Although it has taken several difficult years to get to this point, Dr. Sue Sisley and her team of scientific minds are preparing to embark on an exploration into the healing powers of the cannabis plant. The results of this study could force those members of Congress, who recently voted against allowing veterans to discuss medical marijuana with their VA physicians, to eat crow.

Earlier last year, after receiving federal approval to proceed with her research, Dr. Sisley was terminated from her position at the University of Arizona, where the study was to be overseen. Fortunately, the state of Colorado came forward with a $2 million donation from the state’s recreational market to get this research off the ground.

Yet, Sisley and her team have since been forced to contend with the government’s inability to produce the caliber of cannabis required for the study. So they have been impatiently waiting for the University of Mississippi to harvest a crop specific to their potency demands.

However, in a recent article from Psychiatry Advisor, Dr. Sisley suggested that her highly publicized research on PTSD and pot is set to get underway. The six-week study will consist of 76 veterans who will be given four different strains of marijuana in order to gauge how different THC to CBD ratios affect the symptoms of this common anxiety disorder.

“We chose to study veterans because of the prevalence of debilitating PTSD among this population,” Dr.

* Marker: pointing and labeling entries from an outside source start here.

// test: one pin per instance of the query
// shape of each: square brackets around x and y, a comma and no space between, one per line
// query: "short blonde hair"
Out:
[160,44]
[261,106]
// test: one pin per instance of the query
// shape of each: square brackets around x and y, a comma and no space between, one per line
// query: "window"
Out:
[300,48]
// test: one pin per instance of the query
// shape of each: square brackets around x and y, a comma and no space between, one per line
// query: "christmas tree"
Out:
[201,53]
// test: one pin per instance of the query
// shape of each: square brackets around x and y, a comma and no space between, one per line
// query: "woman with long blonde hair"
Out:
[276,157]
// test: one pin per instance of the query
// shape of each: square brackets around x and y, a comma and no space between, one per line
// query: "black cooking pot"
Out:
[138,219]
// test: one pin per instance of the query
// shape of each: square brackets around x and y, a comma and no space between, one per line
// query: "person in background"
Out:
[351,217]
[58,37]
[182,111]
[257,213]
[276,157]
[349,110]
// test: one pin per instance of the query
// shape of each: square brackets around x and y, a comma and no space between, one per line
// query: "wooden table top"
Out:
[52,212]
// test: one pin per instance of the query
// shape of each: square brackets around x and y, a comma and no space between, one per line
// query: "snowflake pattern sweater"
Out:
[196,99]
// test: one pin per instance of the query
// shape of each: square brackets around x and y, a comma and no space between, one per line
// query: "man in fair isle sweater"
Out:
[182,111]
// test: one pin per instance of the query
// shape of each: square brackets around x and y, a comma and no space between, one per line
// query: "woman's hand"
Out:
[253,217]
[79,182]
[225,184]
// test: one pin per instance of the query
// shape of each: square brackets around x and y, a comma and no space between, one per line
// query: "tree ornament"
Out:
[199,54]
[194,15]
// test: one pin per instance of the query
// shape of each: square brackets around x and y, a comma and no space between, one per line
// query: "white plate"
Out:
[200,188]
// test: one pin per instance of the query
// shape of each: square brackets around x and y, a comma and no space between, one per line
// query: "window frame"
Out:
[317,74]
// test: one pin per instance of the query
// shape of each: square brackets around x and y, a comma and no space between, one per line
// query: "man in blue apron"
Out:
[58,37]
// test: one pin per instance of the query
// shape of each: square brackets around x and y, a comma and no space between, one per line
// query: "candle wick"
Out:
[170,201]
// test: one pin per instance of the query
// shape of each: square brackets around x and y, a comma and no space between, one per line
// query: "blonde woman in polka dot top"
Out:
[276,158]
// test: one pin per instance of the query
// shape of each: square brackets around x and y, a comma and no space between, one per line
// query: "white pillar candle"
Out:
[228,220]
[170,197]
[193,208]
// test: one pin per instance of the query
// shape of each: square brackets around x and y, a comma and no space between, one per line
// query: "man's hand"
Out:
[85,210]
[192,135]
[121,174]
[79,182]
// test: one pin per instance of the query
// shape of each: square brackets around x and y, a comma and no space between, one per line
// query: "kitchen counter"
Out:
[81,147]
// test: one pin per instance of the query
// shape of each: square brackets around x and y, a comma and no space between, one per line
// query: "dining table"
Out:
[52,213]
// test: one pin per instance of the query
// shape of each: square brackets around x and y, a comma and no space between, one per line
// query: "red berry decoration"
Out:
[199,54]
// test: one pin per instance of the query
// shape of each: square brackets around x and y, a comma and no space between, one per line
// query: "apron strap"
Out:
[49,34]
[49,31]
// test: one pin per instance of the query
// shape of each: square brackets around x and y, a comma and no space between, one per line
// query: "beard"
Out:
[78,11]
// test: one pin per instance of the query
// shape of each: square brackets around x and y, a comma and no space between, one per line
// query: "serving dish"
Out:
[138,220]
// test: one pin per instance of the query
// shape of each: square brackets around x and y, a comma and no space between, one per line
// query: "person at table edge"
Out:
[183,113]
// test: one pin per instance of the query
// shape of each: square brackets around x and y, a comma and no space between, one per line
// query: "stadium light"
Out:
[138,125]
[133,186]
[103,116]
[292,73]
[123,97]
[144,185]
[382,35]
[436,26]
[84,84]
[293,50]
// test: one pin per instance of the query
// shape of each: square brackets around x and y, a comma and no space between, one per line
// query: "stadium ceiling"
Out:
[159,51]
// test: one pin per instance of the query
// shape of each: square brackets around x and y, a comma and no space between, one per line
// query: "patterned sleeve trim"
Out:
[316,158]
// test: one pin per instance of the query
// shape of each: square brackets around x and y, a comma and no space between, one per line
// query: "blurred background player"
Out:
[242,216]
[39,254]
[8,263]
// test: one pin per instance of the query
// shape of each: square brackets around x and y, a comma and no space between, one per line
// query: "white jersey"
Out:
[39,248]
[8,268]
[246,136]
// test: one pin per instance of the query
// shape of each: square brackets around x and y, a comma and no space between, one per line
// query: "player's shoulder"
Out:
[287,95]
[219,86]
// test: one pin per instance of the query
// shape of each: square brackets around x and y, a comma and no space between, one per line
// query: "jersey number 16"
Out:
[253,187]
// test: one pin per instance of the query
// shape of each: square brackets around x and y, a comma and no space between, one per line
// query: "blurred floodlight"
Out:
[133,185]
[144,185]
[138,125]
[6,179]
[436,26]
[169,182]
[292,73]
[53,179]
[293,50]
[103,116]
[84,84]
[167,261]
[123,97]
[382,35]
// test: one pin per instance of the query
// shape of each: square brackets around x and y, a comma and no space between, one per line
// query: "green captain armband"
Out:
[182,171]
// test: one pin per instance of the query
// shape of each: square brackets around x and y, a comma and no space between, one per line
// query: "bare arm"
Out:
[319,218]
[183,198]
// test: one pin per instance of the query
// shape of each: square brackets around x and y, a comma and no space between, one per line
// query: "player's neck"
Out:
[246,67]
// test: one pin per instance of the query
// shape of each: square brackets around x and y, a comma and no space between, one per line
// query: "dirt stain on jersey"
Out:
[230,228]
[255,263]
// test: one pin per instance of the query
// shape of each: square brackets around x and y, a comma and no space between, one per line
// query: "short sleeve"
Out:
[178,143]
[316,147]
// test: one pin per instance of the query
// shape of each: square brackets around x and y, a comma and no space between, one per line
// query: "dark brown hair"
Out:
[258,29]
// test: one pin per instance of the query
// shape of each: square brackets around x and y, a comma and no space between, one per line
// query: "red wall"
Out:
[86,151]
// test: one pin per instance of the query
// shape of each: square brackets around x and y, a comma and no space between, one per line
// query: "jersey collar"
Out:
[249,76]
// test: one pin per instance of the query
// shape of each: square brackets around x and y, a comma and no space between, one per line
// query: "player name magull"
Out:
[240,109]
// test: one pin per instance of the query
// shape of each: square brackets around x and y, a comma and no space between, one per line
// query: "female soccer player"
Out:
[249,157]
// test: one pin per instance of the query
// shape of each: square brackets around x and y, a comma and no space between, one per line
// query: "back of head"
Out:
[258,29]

Marcel Bonn-Miller, a researcher on Sisley’s team, told Main Street. “That said, we believe the findings from this work will generalize to individuals with PTSD more broadly.”

Although the results of this study will not force the United States government to reconsider their position on marijuana, it could provide added scientific evidence of the herb’s health benefits by lending support to what other researchers have already discovered.

In her article entitled “Why Marijuana Is Critical For Research in Treating PTSD,” Dr. Sisley pointed out that a similar study, which was published in the Journal of Psychoactive Drugs, proved successful back in 2014. After studying 80 veterans of the U.S. military, who were given cannabis to combat PTSD, psychiatrist George Green found a 75 percent decrease in the symptoms associated with the condition—an impressive number for a substance that continues to be hindered by the federal government.

Sisley said there is a desperate need to break down the governmental barriers to marijuana research, specifically the NIDA monopoly and the Public Health Service review process.

“Our research is intended to address some of the unanswered questions surrounding medical marijuana, particularly the proper dosage and cannabinoid ratio for PTSD patients,” Sisley wrote. “To put patients, front and center, rather than politics, there is a desperate need to expand cannabis research. Without this research, we are leaving medical marijuana open for political opportunists, rather than allowing doctors to explore new options that serve the best interests of our patients.”